One wonders about the nature of this distance, as it seems to encourage something other than sentimental attachment. It is not only that one feels far enough away from these songs to be released from the power (of fear) they once may have exercised on the collective unconscious–as always the generative force, the foundational tension that gives birth to any 'subject' (or so people say). Their cultural moment has decidedly passed and therefore, being still not purely foreign or forgotten they are said to "endure." One neither desires a return nor to forget completely. One is pleasantly surprised to be reminded of these songs, each one an act of resistance and therefore affirmation in the humble manner that only songs can be. As testimonies of the everyday, to moments of pause and of taking imperfect account, of small transcendences. But like Nietzsche said of friends, in order to preserve their force one ought to keep them close but not go over to them.

Anyway here's to the day when it doesn't take a celebrity to sell a responsible re-working of the archive, ever more accessible though parts of 'it' become.

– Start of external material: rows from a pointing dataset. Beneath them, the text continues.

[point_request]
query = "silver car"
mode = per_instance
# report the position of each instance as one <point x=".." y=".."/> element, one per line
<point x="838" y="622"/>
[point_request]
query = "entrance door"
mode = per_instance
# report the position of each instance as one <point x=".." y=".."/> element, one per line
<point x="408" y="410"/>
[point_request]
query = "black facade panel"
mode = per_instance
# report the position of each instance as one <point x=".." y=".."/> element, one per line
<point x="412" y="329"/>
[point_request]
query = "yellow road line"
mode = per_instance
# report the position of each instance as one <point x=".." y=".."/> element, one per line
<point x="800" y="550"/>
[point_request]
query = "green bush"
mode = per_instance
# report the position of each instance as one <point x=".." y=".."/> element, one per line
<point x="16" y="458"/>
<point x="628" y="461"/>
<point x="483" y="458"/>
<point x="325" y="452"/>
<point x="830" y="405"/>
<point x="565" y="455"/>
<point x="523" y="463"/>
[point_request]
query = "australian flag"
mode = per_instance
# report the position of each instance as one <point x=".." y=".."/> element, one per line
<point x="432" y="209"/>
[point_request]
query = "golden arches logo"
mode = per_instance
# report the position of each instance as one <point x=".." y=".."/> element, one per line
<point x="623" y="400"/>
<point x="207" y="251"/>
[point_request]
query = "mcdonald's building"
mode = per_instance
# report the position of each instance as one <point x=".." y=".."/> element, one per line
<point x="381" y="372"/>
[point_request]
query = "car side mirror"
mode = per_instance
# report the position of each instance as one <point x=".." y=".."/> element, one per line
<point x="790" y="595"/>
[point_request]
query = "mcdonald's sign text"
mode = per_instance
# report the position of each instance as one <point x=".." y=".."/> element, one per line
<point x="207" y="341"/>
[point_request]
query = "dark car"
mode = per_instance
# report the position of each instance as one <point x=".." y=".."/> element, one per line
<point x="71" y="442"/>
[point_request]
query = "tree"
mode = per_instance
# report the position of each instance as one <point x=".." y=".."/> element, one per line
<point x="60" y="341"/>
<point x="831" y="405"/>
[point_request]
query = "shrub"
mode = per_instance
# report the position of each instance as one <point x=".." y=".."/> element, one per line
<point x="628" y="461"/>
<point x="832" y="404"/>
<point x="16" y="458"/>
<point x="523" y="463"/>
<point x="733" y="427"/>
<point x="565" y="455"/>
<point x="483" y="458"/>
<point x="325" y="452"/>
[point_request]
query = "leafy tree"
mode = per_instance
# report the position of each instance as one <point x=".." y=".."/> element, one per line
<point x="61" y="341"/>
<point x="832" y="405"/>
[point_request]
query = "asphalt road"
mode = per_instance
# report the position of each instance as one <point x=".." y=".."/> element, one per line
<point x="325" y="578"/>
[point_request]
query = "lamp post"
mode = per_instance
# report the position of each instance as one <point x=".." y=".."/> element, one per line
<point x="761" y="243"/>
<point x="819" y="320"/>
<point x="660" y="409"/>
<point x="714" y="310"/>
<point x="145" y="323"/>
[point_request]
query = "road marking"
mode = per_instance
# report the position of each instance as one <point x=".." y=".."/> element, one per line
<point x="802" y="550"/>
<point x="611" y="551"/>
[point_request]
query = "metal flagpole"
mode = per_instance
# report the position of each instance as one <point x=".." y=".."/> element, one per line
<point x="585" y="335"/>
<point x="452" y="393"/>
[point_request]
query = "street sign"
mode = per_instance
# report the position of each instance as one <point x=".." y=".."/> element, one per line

Call it nostalgia touring if you must, but for most people confronted these days by the unbearably homogenous and mantric Viacom robot playlists, or the canned music of working-class "classic rock" permanent teenage therapy, one wagers it's an education.

    "One must always reaffirm something of the past in order to avoid a relapse into something far worse. Strategic problems are therefore also essential, and always inevitable in philosophy. Philosophical concepts, sentences, discourses, or arguments are always also stratagems."